Although I am not a fan of the rest of their clothing, I think VV makes a very fine polo. I tend to wear a small in BB, but a medium in VV. 

Brooks is still better, in my opinion, especially since they offer the slim fit. VV's polos are slimmer than Brooks' regular fit, more like the luxury fit for dress shirts.


----------



## smujd (Mar 18, 2008)

Between the two, I prefer the BB polo. The VV polo is a nice shirt, but I find it very "blousy"--and I'm a big guy. I can wear the BB polos untucked, but the VV polos make me look 7 months pregnant if I leave them untucked.


----------



## nolan50410 (Dec 5, 2006)

I think the VV polo is at a decent price. $62 is certainly better then $75 for Lacoste.
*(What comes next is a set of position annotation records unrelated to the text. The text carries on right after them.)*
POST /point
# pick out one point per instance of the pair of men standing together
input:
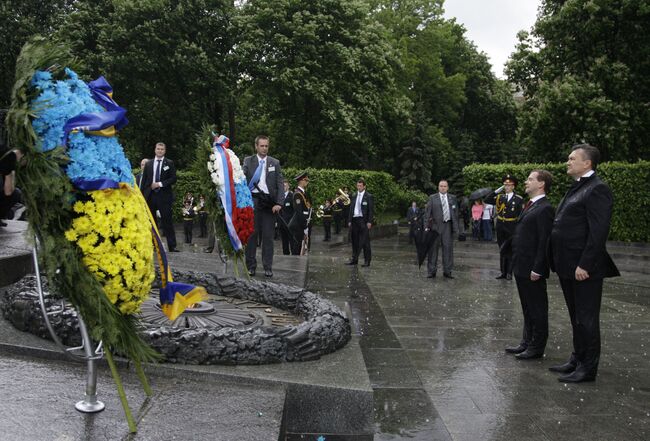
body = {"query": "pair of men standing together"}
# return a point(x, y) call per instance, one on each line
point(571, 242)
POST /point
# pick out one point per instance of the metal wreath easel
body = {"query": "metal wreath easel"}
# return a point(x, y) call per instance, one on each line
point(89, 404)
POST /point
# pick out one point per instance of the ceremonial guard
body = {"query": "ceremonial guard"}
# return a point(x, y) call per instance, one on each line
point(508, 206)
point(299, 225)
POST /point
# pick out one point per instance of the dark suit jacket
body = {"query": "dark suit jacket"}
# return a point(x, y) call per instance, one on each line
point(274, 178)
point(580, 231)
point(367, 207)
point(167, 177)
point(530, 240)
point(433, 217)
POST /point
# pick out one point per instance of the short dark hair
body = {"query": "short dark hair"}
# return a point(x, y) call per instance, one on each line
point(590, 152)
point(259, 137)
point(546, 177)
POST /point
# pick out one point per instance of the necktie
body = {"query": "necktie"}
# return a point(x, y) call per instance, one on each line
point(256, 175)
point(445, 208)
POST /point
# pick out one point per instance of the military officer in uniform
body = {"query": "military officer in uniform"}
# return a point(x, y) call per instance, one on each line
point(508, 206)
point(302, 213)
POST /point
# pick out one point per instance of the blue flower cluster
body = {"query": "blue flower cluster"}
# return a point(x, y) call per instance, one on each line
point(243, 195)
point(91, 157)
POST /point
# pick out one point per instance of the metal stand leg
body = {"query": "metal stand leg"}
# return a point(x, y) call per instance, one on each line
point(89, 404)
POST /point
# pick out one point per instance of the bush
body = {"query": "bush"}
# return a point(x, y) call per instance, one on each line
point(628, 182)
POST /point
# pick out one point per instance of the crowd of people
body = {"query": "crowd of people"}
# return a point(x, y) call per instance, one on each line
point(534, 239)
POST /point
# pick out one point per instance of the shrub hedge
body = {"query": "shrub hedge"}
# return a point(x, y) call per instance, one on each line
point(324, 184)
point(629, 183)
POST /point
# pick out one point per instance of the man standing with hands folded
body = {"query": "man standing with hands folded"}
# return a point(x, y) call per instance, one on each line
point(580, 259)
point(530, 265)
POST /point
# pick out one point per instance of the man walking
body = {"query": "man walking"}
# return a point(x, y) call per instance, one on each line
point(360, 218)
point(265, 180)
point(508, 207)
point(157, 180)
point(581, 261)
point(441, 216)
point(530, 265)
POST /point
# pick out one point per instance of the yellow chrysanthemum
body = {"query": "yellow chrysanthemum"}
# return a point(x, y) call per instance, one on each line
point(114, 235)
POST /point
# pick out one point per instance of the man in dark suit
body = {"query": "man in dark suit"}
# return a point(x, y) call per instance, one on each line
point(413, 218)
point(264, 176)
point(300, 222)
point(508, 206)
point(360, 217)
point(581, 261)
point(530, 265)
point(441, 216)
point(286, 214)
point(157, 180)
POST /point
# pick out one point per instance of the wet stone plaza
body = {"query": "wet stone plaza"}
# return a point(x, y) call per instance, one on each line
point(429, 352)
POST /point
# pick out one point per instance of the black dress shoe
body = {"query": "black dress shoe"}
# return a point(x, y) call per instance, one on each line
point(516, 349)
point(577, 376)
point(563, 368)
point(529, 355)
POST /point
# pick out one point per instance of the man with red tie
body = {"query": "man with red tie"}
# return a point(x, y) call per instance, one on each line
point(530, 265)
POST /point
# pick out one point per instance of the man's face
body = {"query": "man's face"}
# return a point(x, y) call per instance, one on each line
point(533, 185)
point(160, 150)
point(262, 147)
point(577, 164)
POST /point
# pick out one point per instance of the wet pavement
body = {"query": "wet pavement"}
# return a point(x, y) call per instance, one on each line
point(434, 350)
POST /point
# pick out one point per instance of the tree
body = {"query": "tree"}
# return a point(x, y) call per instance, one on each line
point(583, 71)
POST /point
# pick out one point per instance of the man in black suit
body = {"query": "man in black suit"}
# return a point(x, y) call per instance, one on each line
point(157, 180)
point(580, 259)
point(441, 216)
point(264, 177)
point(530, 265)
point(360, 219)
point(286, 214)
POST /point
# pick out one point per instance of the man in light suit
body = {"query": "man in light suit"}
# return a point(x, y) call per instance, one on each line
point(441, 216)
point(530, 265)
point(580, 259)
point(158, 177)
point(361, 215)
point(264, 177)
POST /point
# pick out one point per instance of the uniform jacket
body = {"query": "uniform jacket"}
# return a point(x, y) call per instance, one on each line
point(167, 177)
point(530, 239)
point(580, 230)
point(274, 178)
point(433, 217)
point(367, 207)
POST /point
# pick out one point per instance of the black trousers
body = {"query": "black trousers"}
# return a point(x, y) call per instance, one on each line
point(534, 305)
point(505, 230)
point(264, 231)
point(583, 301)
point(360, 240)
point(162, 204)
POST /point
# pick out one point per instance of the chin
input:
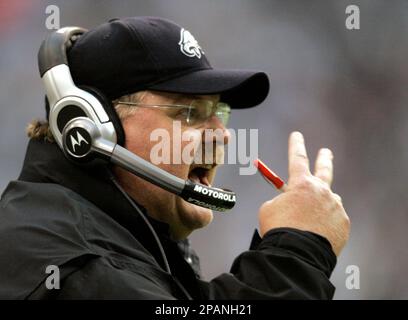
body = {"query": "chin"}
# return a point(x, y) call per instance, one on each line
point(194, 217)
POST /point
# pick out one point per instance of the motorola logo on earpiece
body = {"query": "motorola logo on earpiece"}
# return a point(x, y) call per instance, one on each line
point(78, 141)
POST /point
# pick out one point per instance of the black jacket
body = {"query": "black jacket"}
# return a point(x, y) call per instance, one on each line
point(73, 217)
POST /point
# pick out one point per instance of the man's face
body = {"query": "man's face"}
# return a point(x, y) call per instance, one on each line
point(182, 217)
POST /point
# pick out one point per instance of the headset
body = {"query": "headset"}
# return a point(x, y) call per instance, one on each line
point(85, 126)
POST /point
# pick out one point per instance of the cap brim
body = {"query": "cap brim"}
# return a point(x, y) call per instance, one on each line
point(239, 88)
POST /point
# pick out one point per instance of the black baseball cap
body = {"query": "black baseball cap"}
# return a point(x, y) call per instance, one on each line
point(150, 53)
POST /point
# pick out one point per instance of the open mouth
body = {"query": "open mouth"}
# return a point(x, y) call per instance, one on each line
point(200, 174)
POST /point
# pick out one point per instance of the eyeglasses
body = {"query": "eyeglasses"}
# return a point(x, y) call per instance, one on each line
point(195, 114)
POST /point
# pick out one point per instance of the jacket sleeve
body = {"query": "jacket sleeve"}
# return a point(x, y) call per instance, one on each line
point(286, 264)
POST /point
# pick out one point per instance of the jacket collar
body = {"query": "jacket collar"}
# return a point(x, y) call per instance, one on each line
point(45, 163)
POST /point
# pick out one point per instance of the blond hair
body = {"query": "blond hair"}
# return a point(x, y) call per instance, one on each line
point(40, 129)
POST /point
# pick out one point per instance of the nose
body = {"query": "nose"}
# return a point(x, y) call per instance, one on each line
point(220, 134)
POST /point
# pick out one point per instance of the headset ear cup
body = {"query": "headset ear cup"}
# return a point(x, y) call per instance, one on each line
point(110, 110)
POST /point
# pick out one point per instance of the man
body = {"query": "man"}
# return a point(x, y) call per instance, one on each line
point(75, 232)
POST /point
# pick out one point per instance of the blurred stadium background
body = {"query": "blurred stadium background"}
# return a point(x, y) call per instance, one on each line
point(343, 89)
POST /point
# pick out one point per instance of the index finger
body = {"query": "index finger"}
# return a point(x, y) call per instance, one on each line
point(298, 160)
point(324, 165)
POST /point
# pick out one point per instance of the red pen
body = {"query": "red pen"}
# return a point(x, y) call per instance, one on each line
point(270, 176)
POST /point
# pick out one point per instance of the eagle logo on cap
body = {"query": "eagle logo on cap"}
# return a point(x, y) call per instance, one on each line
point(189, 45)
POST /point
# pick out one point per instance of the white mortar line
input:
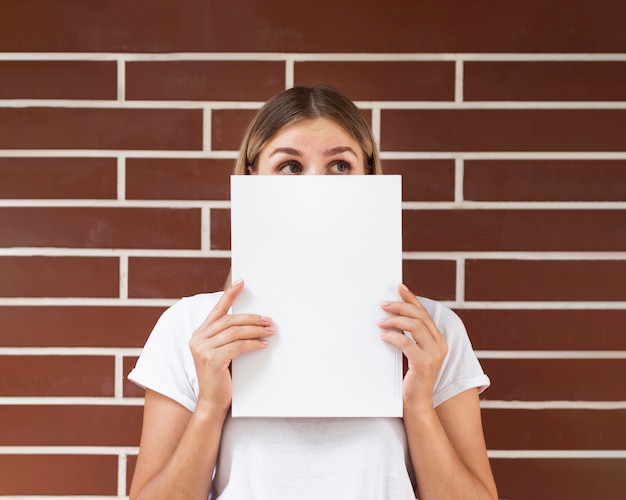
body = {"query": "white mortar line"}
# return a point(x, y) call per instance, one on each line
point(121, 177)
point(458, 81)
point(318, 56)
point(70, 401)
point(123, 276)
point(553, 405)
point(289, 72)
point(207, 126)
point(582, 354)
point(121, 81)
point(557, 454)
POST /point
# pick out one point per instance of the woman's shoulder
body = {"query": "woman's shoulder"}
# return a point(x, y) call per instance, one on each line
point(444, 317)
point(190, 304)
point(190, 311)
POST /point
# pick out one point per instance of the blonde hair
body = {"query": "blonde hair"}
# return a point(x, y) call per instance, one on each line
point(301, 103)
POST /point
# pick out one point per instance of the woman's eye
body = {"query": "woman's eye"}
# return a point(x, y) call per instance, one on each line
point(341, 167)
point(290, 168)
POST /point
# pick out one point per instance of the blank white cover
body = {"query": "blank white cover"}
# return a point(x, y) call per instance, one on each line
point(318, 254)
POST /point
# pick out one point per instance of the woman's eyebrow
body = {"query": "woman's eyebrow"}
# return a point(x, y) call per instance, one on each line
point(338, 150)
point(288, 151)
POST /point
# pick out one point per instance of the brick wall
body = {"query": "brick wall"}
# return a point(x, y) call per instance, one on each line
point(119, 123)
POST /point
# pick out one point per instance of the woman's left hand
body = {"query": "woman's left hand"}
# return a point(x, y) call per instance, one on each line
point(425, 353)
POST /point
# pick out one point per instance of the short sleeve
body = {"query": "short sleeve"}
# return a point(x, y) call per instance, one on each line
point(461, 369)
point(165, 364)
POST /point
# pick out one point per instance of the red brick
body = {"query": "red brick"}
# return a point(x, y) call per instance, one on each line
point(541, 329)
point(58, 80)
point(76, 326)
point(555, 379)
point(514, 230)
point(131, 390)
point(59, 277)
point(382, 81)
point(175, 277)
point(71, 425)
point(545, 180)
point(369, 26)
point(544, 81)
point(58, 178)
point(204, 80)
point(178, 179)
point(220, 229)
point(229, 125)
point(88, 227)
point(56, 375)
point(424, 180)
point(435, 279)
point(554, 429)
point(100, 128)
point(518, 280)
point(551, 478)
point(503, 129)
point(58, 475)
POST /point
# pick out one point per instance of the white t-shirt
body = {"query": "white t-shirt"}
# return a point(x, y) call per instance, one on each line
point(304, 458)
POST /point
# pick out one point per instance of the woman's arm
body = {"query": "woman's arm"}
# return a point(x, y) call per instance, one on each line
point(178, 449)
point(448, 450)
point(446, 444)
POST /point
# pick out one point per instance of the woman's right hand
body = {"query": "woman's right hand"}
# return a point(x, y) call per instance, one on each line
point(218, 340)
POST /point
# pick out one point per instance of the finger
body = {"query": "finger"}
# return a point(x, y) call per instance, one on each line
point(420, 334)
point(233, 320)
point(413, 308)
point(234, 349)
point(400, 340)
point(239, 332)
point(223, 304)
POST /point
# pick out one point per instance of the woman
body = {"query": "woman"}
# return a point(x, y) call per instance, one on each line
point(192, 448)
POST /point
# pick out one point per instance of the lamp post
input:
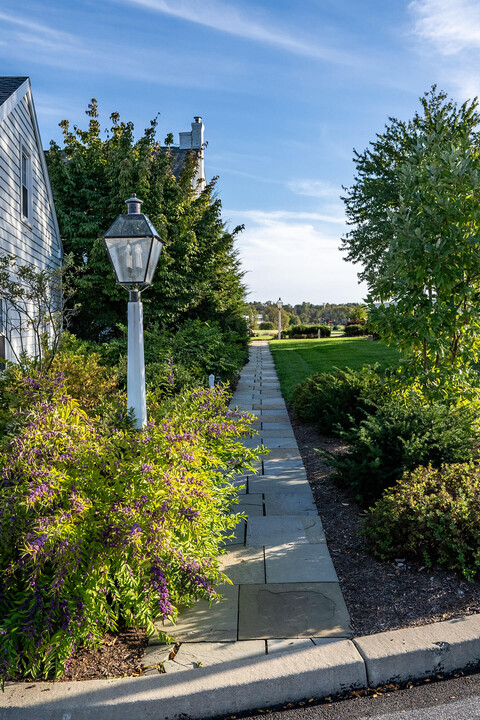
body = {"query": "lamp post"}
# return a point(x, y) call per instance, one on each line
point(133, 246)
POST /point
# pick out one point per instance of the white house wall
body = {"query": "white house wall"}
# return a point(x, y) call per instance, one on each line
point(36, 241)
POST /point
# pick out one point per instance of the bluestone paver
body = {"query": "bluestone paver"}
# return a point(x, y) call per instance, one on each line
point(291, 610)
point(292, 562)
point(244, 564)
point(204, 622)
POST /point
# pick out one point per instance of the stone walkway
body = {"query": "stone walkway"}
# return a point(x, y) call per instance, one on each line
point(285, 593)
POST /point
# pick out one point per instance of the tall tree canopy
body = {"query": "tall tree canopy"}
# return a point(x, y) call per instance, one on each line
point(414, 208)
point(198, 275)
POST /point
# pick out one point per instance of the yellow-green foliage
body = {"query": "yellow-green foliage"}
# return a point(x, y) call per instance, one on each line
point(101, 525)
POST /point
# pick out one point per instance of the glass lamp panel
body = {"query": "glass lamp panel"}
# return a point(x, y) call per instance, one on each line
point(129, 258)
point(152, 264)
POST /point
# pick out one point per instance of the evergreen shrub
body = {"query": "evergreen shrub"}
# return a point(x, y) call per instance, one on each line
point(432, 515)
point(399, 438)
point(102, 527)
point(339, 399)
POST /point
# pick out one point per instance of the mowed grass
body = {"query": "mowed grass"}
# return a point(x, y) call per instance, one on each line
point(295, 360)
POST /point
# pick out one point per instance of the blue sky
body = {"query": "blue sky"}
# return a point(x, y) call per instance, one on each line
point(286, 89)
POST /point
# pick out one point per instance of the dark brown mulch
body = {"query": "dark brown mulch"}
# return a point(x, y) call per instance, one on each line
point(119, 655)
point(379, 595)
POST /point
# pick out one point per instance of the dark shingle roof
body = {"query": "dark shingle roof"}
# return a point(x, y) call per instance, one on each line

I just have a problem with how much my VV polos have faded. I have a navy blue that looks like it's a medium gray now. The fit isn't too bad either. I like that the length is much longer then a Lacoste.


----------



## Alistair (Aug 12, 2007)

I tried on some VV polos a couple of years ago, having seen some nice colors in local shop. Unfortunately, I found the fit to be pretty strange. I am 6'1", 210, and I wear an XL polo, pretty much with any brand. But when I tried the VV on, I noticed that the shoulder seams came _way_ past my shoulders. I mean, it looked silly. The shirt fit around the middle and all, but the shoulders were too much. (And I have fairly broad shoulders!) A size L was decidely small on me. This held true across various colors. Bummer, cuz the colors are sweet.


----------



## videocrew (Jun 25, 2007)

I wear an XL in most polos, and a L in Brooks and VV. The owner of a store once told me that Shep and Ian (not big guys, but not small either) always wore a Large in college, and had moved up to an XL by the time they started the company. Their sizing theory was along the lines of "dangit, it's my shirt and I'm going to wear a Large again!"


----------



## wmdunn (Jun 3, 2006)

I typically wear an XL (like a looser fit for golf), but with VV, large works just fine ...


----------



## Ron_A (Jun 5, 2007)

I pretty much agree with what's already been said, including the comment that VV polos tend to fade rather quickly, and are blousy. I wear an XL in both BB and VV. For the record, I think that BB polos are much nicer and higher quality, and fit better (on me anyway).


----------



## RyanPatrick (Jul 3, 2008)

I wear a large in VV. When their polos were produced in Canada (when they first came out, probably 5 years ago) I took an XL, but since switching production to Peru they have been cut much fuller.


----------



## nolan50410 (Dec 5, 2006)

RyanPatrick said:


> I wear a large in VV. When their polos were produced in Canada (when they first came out, probably 5 years ago) I took an XL, but since switching production to Peru they have been cut much fuller.


I was under the impression that most VV stuff is made in China these days. The last time I was in the VV Memphis store, everything had a MIC tag.


----------



## Reds & Tops (Feb 20, 2009)

My vote goes to VV on all accounts. Good construction, fit, and color stay. In my opinion, a Polo is supposed to fade & fray - and should never be pressed. The BB Polos have the non iron treatment, which is antithetical to the "feel" I prefer in my polos.


----------



## RyanPatrick (Jul 3, 2008)

All the VV polos I have are marked "made in Peru" with the exception of two older ones marked "made in Canada" though I haven't bought a new VV polo in over a year.


----------



## TMMKC (Aug 2, 2007)

Wonderful advice, all. Thank you!


----------